L’opportunité d’étendre ce statut à certains des nombreux idiomes davantage utilisés au quotidien que celui de l’ancien colonisateur resurgit cycliquement depuis que le Mali, vaste mosaïque de groupes humains, a accédé à l’indépendance en 1960.

La question s’est reposée avec la présentation en octobre d’un texte qui pourrait devenir la nouvelle Constitution du pays.

Les langues n’occupent qu’un des 195 articles de ce document présenté par la junte militaire au pouvoir comme une des réformes cruciales pour sauver le pays confronté à la propagation jihadiste et à une multitude de crises. Mais cet article a ranimé une ancienne discussion sur les plateaux télé et au « grin », forum informel où les Maliens échangent sur tout autour d’un thé.

« Est-ce normal que, 60 ans après l’indépendance, le français soit notre seule langue officielle ? », demande un Bamakois, Ali Guindo, devant sa résidence du quartier Torokorobougou de Bamako. « On a beaucoup de langues ici au Mali, ce serait bien de les ancrer dans notre culture officielle ».

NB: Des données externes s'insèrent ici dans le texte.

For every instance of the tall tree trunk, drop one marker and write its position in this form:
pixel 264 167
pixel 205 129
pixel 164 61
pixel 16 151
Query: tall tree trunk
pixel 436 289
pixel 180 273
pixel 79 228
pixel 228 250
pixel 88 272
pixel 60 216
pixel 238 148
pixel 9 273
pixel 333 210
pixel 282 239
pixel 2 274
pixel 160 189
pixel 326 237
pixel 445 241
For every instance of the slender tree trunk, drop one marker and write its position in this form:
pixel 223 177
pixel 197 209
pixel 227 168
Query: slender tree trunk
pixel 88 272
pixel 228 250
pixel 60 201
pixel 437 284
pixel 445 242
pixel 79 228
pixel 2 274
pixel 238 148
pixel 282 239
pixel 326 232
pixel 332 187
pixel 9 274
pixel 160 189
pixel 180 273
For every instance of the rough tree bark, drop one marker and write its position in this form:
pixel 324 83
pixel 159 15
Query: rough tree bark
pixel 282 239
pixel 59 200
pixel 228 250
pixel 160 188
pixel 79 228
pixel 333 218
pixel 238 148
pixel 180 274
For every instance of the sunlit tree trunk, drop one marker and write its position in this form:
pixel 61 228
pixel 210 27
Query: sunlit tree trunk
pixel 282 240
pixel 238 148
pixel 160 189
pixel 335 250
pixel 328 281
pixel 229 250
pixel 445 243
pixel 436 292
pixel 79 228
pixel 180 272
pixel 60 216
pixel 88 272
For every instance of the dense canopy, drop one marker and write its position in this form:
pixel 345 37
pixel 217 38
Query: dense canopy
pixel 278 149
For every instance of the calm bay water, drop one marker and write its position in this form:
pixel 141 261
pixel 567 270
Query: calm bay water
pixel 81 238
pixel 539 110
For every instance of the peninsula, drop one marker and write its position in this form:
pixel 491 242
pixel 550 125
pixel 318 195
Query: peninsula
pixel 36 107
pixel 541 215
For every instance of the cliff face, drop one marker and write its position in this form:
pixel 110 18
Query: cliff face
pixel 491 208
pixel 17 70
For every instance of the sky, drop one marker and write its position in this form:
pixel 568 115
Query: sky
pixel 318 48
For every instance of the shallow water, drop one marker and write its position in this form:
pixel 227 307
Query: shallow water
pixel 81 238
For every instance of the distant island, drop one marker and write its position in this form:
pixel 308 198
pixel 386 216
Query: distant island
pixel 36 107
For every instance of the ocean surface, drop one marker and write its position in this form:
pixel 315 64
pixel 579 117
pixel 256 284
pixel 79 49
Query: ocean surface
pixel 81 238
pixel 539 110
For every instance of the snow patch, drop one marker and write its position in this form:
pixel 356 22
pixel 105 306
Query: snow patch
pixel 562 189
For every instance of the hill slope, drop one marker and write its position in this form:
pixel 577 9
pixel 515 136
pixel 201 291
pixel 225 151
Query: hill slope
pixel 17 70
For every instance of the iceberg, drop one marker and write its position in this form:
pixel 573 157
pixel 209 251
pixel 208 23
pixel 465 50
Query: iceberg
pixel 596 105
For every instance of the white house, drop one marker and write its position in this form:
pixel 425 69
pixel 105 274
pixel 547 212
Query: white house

Plus de 70 langues sont parlées au Mali, 13 ont été reconnues langues nationales, et une seule, exogène, le français, est officielle, rappelle Amadou Salifou Guindo, spécialiste de sociolinguistique. Le français est utilisé dans l’administration, sur les panneaux de circulation, à la télévision d’Etat, mais très peu dans la rue à Bamako, et encore moins en brousse.

Les langues vernaculaires, parlées par des millions de personnes pour certaines, lient des communautés enracinées dans leurs territoires: le sonrhaï et le tamashek dans le nord, le fulfulde (peul) au centre, le bamanankan (bambara) dans le sud et à Bamako, le senoufo et le soninké encore plus au sud…

Question identitaire

Les rédacteurs de l’avant-projet constitutionnel proposent de rehausser leur rang. Comme dans la Constitution de 1992, « le français est la langue d’expression officielle », stipule l’article 31. Mais les langues locales « ont vocation à devenir des langues officielles ».

Le débat ravivé « montre que les Maliens souhaitent que les langues maliennes occupent une plus grande place dans la sphère publique », assure le linguiste Guindo. Le français est un héritage colonial comme dans une grande partie de l’Afrique de l’Ouest, où des populations très jeunes remettent en question la relation avec la France.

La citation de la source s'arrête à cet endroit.